Solar power is yet to catch on in North Dakota, the state that relies most heavily on wind power when it comes to embracing renewables.
Solar power is scarce in North Dakota, with only 1.1 megawatts of total solar capacity installed so far, according to the Energy Information Administration. The Solar Energy Industries Association (SEIA) estimates the number to be somewhat higher, at 2 megawatts, which is equivalent to the electricity demand of fewer than 150 homes.
About $3 million has been invested in solar energy in the state, according to SEIA. In the next five years, SEIA expects North Dakota to take its first real steps in adopting solar energy, adding 508 megawatts in that period. Most of the state’s renewable energy capacity comes from wind power, which provides 4.3 GW of capacity to the grid.
State law requires utility companies to provide net metering to solar customers. Net metering consists of billing the customer for the excess production of solar energy that is sent to the grid.
In North Dakota, the rate is based on the “avoided cost” of utilities, a calculation based on location and time that usually results in a rate much lower than the retail rate paid by customers. For this reason, to avoid losing value, solar customers must size their systems to cover daytime power consumption or connect a battery to store solar power output for nighttime use.

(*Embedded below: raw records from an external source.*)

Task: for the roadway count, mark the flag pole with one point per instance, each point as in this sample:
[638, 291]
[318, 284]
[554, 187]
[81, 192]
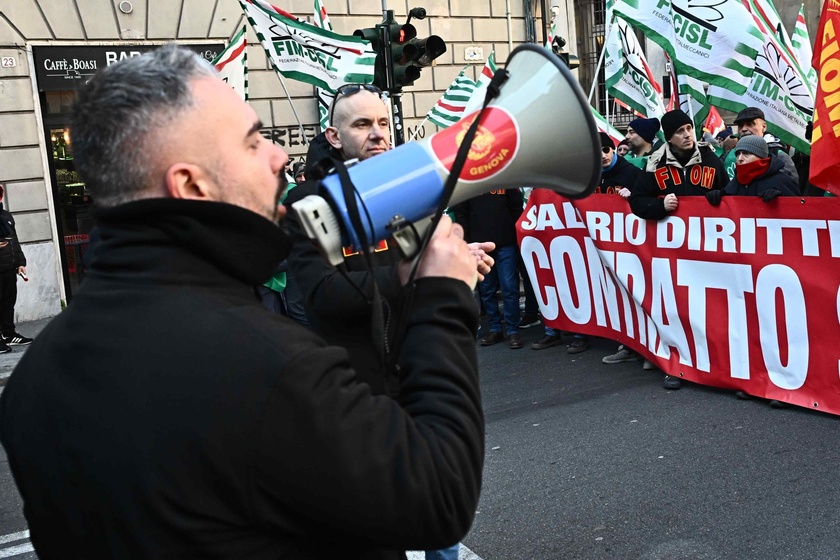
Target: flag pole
[601, 60]
[417, 130]
[292, 104]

Like many states, North Dakota offers an estate tax exemption for solar power, which means you won’t increase your property taxes even though the home’s assessed value increases. Like all states, North Dakota residents are eligible for a federal investment tax credit, which covers 30% of installed system costs. The tax credit has been extended for the next 10 years and now offers a direct payment option, making the benefit available to solar adopters who don’t have a huge tax appetite.
Residents of rural North Dakota may be interested in the Rural Energy America Program (REAP) grants from the United States Department of Agriculture. Available to agricultural producers with at least 50 percent of their gross income coming from agricultural operations, and small businesses in eligible rural areas with a population of less than 50,000, the program funds several renewable energy technologies, including solar.
REAP offers loan guarantees of up to 75% of total qualified project costs, grants of up to 40% of total qualified project costs, blended grant funding and loan guarantees of up to 75% of costs. The totals eligible for the project. REAP loans approved in fiscal year 2023 will have an 80% loan guarantee. Grants are capped at $1 million for renewables and $500,000 for energy efficiency.
A North Dakota tribal community has approved a $200,000 grant from the Tribal Accelerated Solar Fund to install a 50-kilowatt solar panel on the roof of the 6,000-square-foot main building at Noita Hidatsa Sahnish College.
The project was built in collaboration with Lightspring Solar and Native Brothers, with participation from the Mountrail-Williams Electric Cooperative. The impetus for the project was the University’s Sustainability and Environmental Sciences Program.
“Not only does this make sense from a business and energy standpoint for the university, but also from an education standpoint,” said Jennifer Jeniske-Hartmann, vice president of campus services.
The facility is just the beginning for North Dakota, said Wes Davis, Lightspring Solar project manager.
“The Biden administration’s economic stimulus package gave us an opportunity to build better infrastructure,” Davis said. “It opens the door for homeowners, contractors, and business owners to apply for these grants, as well as tribal governments.”
“I think this year, 2023, is going to be a huge leap forward for renewable energy in tribal states. And I just want to be a part of it and give back to my people.”